Unfortunately, it's rather hard to demonstrate that two dissimilar complex
programs actually implement exactly the same function.

This is doubly true because performance is very important, so some techniques
that might help— e.g. define a kind of abstract turing machine, write the
rules for the distributed algorithm in its language, then different
implementations use the same rules and only have to prove their turing machine
implementation is functionally identical— aren't readily available.

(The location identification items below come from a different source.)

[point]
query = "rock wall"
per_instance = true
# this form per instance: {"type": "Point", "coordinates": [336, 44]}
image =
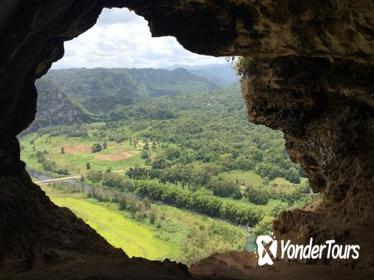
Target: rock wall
{"type": "Point", "coordinates": [308, 71]}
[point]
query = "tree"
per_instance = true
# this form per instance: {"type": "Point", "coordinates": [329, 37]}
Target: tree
{"type": "Point", "coordinates": [95, 148]}
{"type": "Point", "coordinates": [257, 196]}
{"type": "Point", "coordinates": [144, 154]}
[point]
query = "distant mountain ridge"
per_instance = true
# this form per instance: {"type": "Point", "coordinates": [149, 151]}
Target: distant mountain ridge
{"type": "Point", "coordinates": [99, 90]}
{"type": "Point", "coordinates": [220, 74]}
{"type": "Point", "coordinates": [55, 107]}
{"type": "Point", "coordinates": [73, 96]}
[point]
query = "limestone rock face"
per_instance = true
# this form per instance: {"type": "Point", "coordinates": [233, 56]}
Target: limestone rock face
{"type": "Point", "coordinates": [308, 72]}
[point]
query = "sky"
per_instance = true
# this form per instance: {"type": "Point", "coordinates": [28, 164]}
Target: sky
{"type": "Point", "coordinates": [121, 39]}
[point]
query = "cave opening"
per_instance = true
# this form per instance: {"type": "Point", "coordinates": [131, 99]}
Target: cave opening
{"type": "Point", "coordinates": [307, 71]}
{"type": "Point", "coordinates": [148, 143]}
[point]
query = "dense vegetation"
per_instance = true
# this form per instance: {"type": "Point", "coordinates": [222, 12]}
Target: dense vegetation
{"type": "Point", "coordinates": [196, 152]}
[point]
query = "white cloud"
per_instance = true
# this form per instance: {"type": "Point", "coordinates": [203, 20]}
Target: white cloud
{"type": "Point", "coordinates": [122, 39]}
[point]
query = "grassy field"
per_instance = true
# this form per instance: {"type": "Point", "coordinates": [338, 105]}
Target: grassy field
{"type": "Point", "coordinates": [120, 231]}
{"type": "Point", "coordinates": [176, 234]}
{"type": "Point", "coordinates": [77, 152]}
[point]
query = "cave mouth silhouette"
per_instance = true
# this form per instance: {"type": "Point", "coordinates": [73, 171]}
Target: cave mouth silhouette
{"type": "Point", "coordinates": [83, 46]}
{"type": "Point", "coordinates": [306, 79]}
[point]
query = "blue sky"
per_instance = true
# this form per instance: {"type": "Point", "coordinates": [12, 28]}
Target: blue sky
{"type": "Point", "coordinates": [122, 39]}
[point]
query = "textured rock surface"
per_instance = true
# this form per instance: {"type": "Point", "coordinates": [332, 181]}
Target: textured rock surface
{"type": "Point", "coordinates": [309, 73]}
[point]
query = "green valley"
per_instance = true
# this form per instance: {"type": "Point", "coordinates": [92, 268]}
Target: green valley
{"type": "Point", "coordinates": [176, 175]}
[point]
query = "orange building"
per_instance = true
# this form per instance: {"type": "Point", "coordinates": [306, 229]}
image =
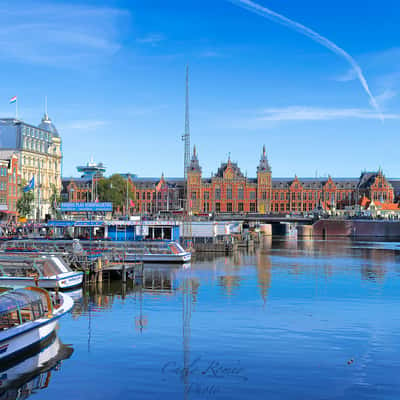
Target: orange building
{"type": "Point", "coordinates": [229, 191]}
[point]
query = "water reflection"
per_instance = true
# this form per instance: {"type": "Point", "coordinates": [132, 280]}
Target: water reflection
{"type": "Point", "coordinates": [33, 373]}
{"type": "Point", "coordinates": [304, 319]}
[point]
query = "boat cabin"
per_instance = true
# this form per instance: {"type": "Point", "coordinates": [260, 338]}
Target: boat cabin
{"type": "Point", "coordinates": [23, 305]}
{"type": "Point", "coordinates": [115, 230]}
{"type": "Point", "coordinates": [44, 266]}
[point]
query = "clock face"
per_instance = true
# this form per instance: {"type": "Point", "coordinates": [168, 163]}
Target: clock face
{"type": "Point", "coordinates": [228, 174]}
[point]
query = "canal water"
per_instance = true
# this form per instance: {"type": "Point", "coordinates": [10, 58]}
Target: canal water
{"type": "Point", "coordinates": [292, 320]}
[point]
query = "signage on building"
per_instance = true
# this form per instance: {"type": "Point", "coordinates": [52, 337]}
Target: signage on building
{"type": "Point", "coordinates": [89, 223]}
{"type": "Point", "coordinates": [86, 207]}
{"type": "Point", "coordinates": [60, 223]}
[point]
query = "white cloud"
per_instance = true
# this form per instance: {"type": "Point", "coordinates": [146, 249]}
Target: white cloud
{"type": "Point", "coordinates": [153, 39]}
{"type": "Point", "coordinates": [83, 125]}
{"type": "Point", "coordinates": [302, 113]}
{"type": "Point", "coordinates": [210, 54]}
{"type": "Point", "coordinates": [385, 97]}
{"type": "Point", "coordinates": [350, 75]}
{"type": "Point", "coordinates": [59, 34]}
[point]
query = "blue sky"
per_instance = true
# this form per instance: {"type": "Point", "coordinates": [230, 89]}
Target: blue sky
{"type": "Point", "coordinates": [114, 74]}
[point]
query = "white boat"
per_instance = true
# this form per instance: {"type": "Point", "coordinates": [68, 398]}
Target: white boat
{"type": "Point", "coordinates": [157, 252]}
{"type": "Point", "coordinates": [47, 272]}
{"type": "Point", "coordinates": [33, 372]}
{"type": "Point", "coordinates": [27, 317]}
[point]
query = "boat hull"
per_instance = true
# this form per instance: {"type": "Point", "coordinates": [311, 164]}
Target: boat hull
{"type": "Point", "coordinates": [17, 340]}
{"type": "Point", "coordinates": [14, 347]}
{"type": "Point", "coordinates": [64, 281]}
{"type": "Point", "coordinates": [160, 258]}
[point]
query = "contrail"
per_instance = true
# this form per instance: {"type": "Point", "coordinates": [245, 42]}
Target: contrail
{"type": "Point", "coordinates": [280, 19]}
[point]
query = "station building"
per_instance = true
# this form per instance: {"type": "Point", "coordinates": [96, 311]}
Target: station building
{"type": "Point", "coordinates": [229, 191]}
{"type": "Point", "coordinates": [39, 154]}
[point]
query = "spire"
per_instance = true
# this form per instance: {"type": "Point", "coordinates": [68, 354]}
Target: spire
{"type": "Point", "coordinates": [194, 162]}
{"type": "Point", "coordinates": [264, 166]}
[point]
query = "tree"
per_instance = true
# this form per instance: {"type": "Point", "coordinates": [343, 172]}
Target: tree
{"type": "Point", "coordinates": [25, 204]}
{"type": "Point", "coordinates": [113, 189]}
{"type": "Point", "coordinates": [55, 200]}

It can be hard to gain confidence through testing because some of the most
important rules are for cases which are forbidden, so these cases will not
show up on the production network— they only happen when an attacker produces
them. There are an infinite number (subject to memory, and already the
function input is gigabytes of data) of valid and invalid cases, so exhaustive
testing of the whole function is not possible. They can also arise out of
implicit behavior, "what happens when this value overflows?", "what is the
maximum size of this structure", etc.

This is further complicated by the fact that Bitcoin implementations use third
party code that wasn't written with this kind of must-have-exact-behavior in
mind. The reference implementation uses things like OpenSSL's crypto and
bignums, various boost data structures, BDB (previously, now leveldb)... and
subtle potentially undocumented and unknown behavior from this third party
code may be leaking into the definition of the consensus algorithm. The
reference implementation has been slowly disentangling these dependencies, but
things like the hidden BDB locking limitations (which depend on the layout of
the database on disk) are easy to miss.

(Third party code isn't just a reference implementation issue, e.g. BitcoinJ's
full node code has had algorithm inconsistencies arising out of undocumented
behavior in a database library it uses)

Satoshi's answer for this was that there should only be one implementation of
the full node software. However, "create your own Bitcoin implementation"
seems to be the new millennium's "create an IRC client" so it seems that this
is unrealistic... and there have been more than a half dozen attempts
(including two nearly complete ones in java, two in C, three in C++, one in
Haskell, one in erlang, one (two?) in javascript, as well as several non
public ones (including one in ruby, I think)).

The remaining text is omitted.